Our intuition is that once a controller has been trained in a system parameterized by $\delta_{0}$ , it overfits to that specific system. Then, when the controller is deployed in a deviated system, its worst-case trajectory will be similar to the nominal worst-case trajectory if the distance between the two MDPs, measured by the Euclidean distance between the parameters, is small. We measure the similarity between trajectories using cosine similarity. Thus, as the distance from the nominal MDP increases, the similarity score between the worst-case trajectories decreases. This heuristic provides more information about the search space: i.e. in the case there are two deviations where the robustness values are similar (which is possible due to the worst case semantics of STL robustness), cosine similarity can help in directing the search toward more violating directions.
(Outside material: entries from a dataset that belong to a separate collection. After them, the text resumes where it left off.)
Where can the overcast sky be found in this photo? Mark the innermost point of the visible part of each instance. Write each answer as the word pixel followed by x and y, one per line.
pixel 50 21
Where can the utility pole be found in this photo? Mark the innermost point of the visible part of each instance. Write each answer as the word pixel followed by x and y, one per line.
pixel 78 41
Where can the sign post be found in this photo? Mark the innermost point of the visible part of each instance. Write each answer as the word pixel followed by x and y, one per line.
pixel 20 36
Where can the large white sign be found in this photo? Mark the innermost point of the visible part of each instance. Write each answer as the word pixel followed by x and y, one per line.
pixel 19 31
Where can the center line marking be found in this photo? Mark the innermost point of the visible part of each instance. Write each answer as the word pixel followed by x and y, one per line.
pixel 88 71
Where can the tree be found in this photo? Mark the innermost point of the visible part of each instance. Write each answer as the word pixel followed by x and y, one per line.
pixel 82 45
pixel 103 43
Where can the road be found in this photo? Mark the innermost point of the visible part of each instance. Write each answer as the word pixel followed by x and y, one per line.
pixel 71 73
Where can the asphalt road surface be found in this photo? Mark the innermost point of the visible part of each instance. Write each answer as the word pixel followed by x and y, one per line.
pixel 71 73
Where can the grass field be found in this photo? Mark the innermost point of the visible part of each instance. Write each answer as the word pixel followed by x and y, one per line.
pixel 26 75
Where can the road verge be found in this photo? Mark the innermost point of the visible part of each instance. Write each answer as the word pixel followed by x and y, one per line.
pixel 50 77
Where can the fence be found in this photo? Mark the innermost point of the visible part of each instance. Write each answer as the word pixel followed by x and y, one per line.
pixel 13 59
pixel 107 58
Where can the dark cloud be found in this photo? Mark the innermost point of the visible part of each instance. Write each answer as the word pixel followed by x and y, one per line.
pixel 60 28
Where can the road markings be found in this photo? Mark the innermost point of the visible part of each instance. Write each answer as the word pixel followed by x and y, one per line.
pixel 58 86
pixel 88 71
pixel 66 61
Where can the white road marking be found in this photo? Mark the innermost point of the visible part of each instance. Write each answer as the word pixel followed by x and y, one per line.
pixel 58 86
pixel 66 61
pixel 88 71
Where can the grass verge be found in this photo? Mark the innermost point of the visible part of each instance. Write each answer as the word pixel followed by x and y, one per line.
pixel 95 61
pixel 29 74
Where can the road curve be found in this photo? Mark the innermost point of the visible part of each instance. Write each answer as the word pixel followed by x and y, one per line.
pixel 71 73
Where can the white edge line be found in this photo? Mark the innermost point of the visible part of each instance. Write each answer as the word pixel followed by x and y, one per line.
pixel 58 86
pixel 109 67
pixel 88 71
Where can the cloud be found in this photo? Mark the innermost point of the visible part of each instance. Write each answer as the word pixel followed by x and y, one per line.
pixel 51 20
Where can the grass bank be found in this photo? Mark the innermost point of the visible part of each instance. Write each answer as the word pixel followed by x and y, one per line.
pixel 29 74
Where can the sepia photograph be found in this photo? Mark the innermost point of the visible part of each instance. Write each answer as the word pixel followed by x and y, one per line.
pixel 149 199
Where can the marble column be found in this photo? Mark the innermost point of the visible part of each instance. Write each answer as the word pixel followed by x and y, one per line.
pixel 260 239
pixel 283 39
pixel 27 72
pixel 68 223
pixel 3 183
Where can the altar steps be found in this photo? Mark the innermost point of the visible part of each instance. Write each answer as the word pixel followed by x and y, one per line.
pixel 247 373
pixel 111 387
Example. Concretely, we illustrate our heuristic’s benefits through the CarRun system discussed in Section 3. First, the $\delta_{0}$ value (normative parameters) of the system is $\delta_{0}=[20.0,0.5]$ , where the first one is the turn multiplier and the second one is the steering multiplier. Then, consider two concrete deviations $\delta_{1}=[16.566,0.409]$ and $\delta_{2}=[15.136$ , $0.447]$ . The normalized $l\text{-2}$ distances of them to $\delta_{0}$ (i.e., $\lVert\delta-\delta_{0}\rVert_{2}$ ) are 0.190 and 0.184, respectively. By solving the CPS falsification problems at these two deviations, their corresponding minimum STL robustness values are 0.130 and 0.125, respectively. That is, given a similar deviation distance, their worst-case robustness values are also close. On the other hand, their corresponding worst-case trajectory similarity values are 0.900 and 0.995. Compared to the small difference in robustness values, this relatively big difference in similarity scores can better guide the upper-layer search to a violating deviation, i.e., the direction of $\delta_{1}$ might more likely lead to a violation and should be prioritized in the search.

7 Evaluation

We implemented our proposed framework in a Python package³³3https://github.com/SteveZhangBit/STL-Robustness and evaluate our technique through comprehensive experimentation. Our evaluation focuses on the minimum tolerance falsification problem. Specifically, we measure our technique’s effectiveness through three key metrics: (1) the number of violations found, (2) the minimum distance of violations, and (3) the average distance of violations. Based on these metrics, we formulate the following research questions:

•

RQ1: Is our two-layer falsification framework more effective than leveraging an existing CPS falsifier?
•

RQ2: Does our heuristic improve the effectiveness for finding minimum violating deviations, compared to off-the-self optimization algorithms?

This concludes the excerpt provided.